I will stick with the logo I have. But if I were an illustrator, I could appreciate the alternate suggestions, even just for the inspiration.

It’s also worth considering what creative potential these tools can open up for people who would never think (or could afford) to hire an illustrator. As a child I wrote my own comics, but my illustration skills never progressed very far. What if I could teach DALL-E to draw all my superheroes instead?

On the one hand, this doesn’t seem like the kind of tool most people would use every day. And yet I imagine that in the coming months and years we will find more and more creative applications of technology like this: in e-commerce, in social programs, at home and at work. For artists, it seems like it could be one of the most powerful tools for remixing a culture we’ve ever seen – assuming copyright issues are resolved. (It’s not entirely clear whether using AI to generate images of protected works is considered fair use or not, I’m told. If you want to see DALL-E’s treatment of “Batman eating a sandwich,” DM to me.)

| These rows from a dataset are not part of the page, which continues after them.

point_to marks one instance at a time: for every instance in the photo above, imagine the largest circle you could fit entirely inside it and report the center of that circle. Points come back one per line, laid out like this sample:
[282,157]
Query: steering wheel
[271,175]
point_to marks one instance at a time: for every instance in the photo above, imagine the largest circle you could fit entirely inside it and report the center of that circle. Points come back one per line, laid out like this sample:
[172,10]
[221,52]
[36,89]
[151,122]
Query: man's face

I suspect we will also see some harmful applications of this tool. Although I am confident that OpenAI will implement strong policies against the misuse of DALL-E, similar tools will certainly emerge and take more access to content moderation. People are already creating malicious, often pornographic deep falsehoods harass their exes using the crude tools available today; that technology will only get better.

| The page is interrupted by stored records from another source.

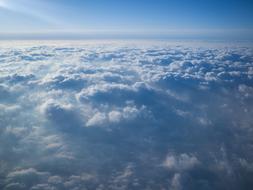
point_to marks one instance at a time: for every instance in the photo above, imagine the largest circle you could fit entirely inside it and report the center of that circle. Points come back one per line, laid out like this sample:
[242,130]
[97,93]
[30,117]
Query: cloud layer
[126,116]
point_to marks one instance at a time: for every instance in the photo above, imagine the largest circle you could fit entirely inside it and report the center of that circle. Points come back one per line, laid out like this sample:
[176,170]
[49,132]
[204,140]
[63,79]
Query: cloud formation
[126,116]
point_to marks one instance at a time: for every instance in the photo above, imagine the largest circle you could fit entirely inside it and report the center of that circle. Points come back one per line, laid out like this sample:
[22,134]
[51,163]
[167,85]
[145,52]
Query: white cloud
[181,162]
[66,109]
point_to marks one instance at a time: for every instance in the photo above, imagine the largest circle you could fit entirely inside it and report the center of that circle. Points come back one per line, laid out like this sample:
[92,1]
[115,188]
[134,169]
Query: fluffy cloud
[105,115]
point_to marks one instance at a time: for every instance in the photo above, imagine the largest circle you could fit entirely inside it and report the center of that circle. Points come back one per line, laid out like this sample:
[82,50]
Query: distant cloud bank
[126,116]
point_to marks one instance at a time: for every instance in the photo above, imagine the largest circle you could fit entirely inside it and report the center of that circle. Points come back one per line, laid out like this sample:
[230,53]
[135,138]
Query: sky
[131,17]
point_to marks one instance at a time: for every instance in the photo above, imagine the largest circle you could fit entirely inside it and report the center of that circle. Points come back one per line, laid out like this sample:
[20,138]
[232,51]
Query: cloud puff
[105,115]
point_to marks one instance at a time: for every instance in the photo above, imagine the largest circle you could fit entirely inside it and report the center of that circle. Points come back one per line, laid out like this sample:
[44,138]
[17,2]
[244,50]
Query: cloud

It often happens that when new technology comes along, we focus on its happier and more whimsical uses, just to ignore how it could be misused in the future. As much as I enjoy using DALL-E, I am also very concerned about what similar tools could do in the hands of less scrupulous companies.

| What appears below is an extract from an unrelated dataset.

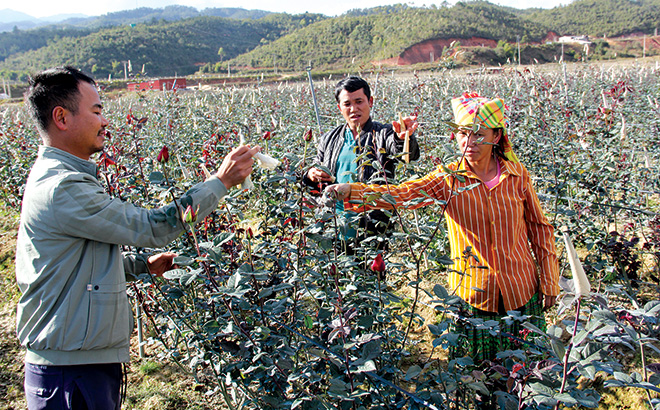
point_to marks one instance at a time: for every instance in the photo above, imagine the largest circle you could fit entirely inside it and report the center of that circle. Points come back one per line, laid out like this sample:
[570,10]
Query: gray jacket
[69,265]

It’s also worth thinking about what even positive uses of this technology could do on a scale. When most of the images we come across online are created by AI, what does that make to our sense of reality? How do we know that everything we see is real?

Today, DALL-E feels like a breakthrough in the history of consumer technology. The question is whether in a few years we will think of it as the beginning of a creative revolution, or something more critical. The future is already here, and it adds 1,000 users a week. The time to discuss its implications is now before the rest of the world gets their hands on it.